By JOHN BOSCHINI
Some people think University of South Florida goalkeeper Jeff Attinella's competitiveness is a bad thing. He disagrees.
"I'm just a very intense person," Attinella said. "I always want to win. I know I'm nowhere near the best, but if you set your goals any lower than that you're selling yourself short."
It's that intensity and hyper-competitiveness that makes USF head coach George Kiefer speak so highly of his senior goalkeeper, calling him "the best goalkeeper in the country."
"Jeff's all business," Kiefer said. "He can get after it a little bit on the field, but he brings it every single day."

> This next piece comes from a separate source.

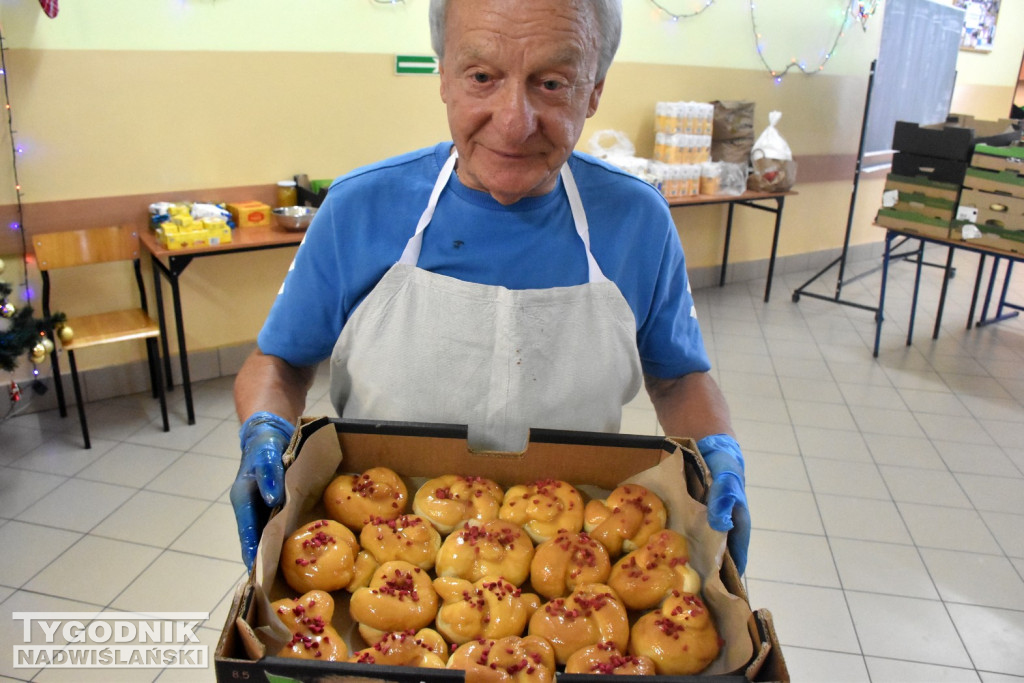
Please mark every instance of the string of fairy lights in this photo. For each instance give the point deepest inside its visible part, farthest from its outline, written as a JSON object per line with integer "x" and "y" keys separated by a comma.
{"x": 856, "y": 11}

When he was 9 years old, Attinella, then a baseball standout, was picked by a youth soccer coach and put in goal. Since then, everything in the keeper's life has been about soccer and the balancing act that comes along with playing the sport nearly full time.
"I didn't even make it to a prom or homecoming until my senior year in high school," Attinella said. "But if you love something you'll sacrifice for it, and soccer is definitely something I love. I've made sacrifices for it, but look at where it's gotten me."
In high school, Attinella was one of the most dominant goalkeepers in Florida, garnering four all-conference awards and being named to the all-state team as an upperclassman. His junior year, Attinella led Countryside High School to the 6-A state championship, and when recruitment time came, Kiefer took notice.
"Jeff is somebody that can really take control in the air," Kiefer said. "He has great decision making, and his reflex saves are really good. That's something you really need because of the frenetic nature of college soccer and all the nonsense that goes on sometimes with long throws and loose balls."
For Attinella, going to USF was as much about the school's proximity to his home in Clearwater, Fla., as it was about the illustriousness of the program.
"When [USF] came to talk to me I was definetly humbled by it," Attinella said. "This is the best situation for me and my family. It means my parents can come to the games and still be close to home."
When he arrived in Tampa, Antinella started as a backup, playing only two games in his first two seasons. Attinella secured the starting job his junior year, the same time goalkeeping coach Bryheem Hancock, who won the College Cup with Connecticut in 2000, signed on at USF as an assistant.
Antinella said that Hancock helped him understand the goalkeeping position better and develop a feel for how to interact and instruct defenders.
Now in his senior season, and his second year as captain of the Bulls, Attinella has been one of the best goalkeepers in the Big East, posting a conference-best .827 save percentage. Following a thrashing at UConn where he yielded four goals, Attinella rattled off a six-game shutout streak to bring the Bulls back into Big East contention.
"It was fun while it lasted," Attinella said. "It was something my defenders and I definitely took pride in. The UConn game taught us a few lessons we needed to learn and we managed to get tougher."
With the closest Major League Soccer team 900 miles away, Attinella knows that the pursuit of a professional career will take him away from Florida. This isn't an aspect of the professional game that particularly appeals to the Clearwater native, whose parents have yet to miss a home game.
"There just aren't any professional teams near Florida," acknowledged Attinella. "I've come to terms with that."
This summer, Attinella took a first step with a short training stint with Swedish side Orebro FC.
"It was a good first experience. It was my first time in Europe and it happened to be during World Cup time so it was pretty crazy over there," Attinella said. "It was an opportunity to see what it's like at the pro level over there and how teams are run and teams are organized."
With a first-round loss to West Virginia in the Big East tournament, USF sits squarely on the NCAA bubble and Attinella's college career teeters in the balance. He won't speculate on his professional future, but Antinella knows playing at the next level is the ultimate goal.
"I mean I definetly want to play professionally, but I think every college player has that ambition and, I mean, if it works out great, but if it doesn't, that's fine," Antinella said.
Kiefer is far more optimistic.
"We've already had some interest overseas and MLS clubs reaching out to do background checks," Kiefer confirmed. "I think he has the potential to play for the country. I have no doubt that he'll adjust to the pace of the game and be a fantastic pro."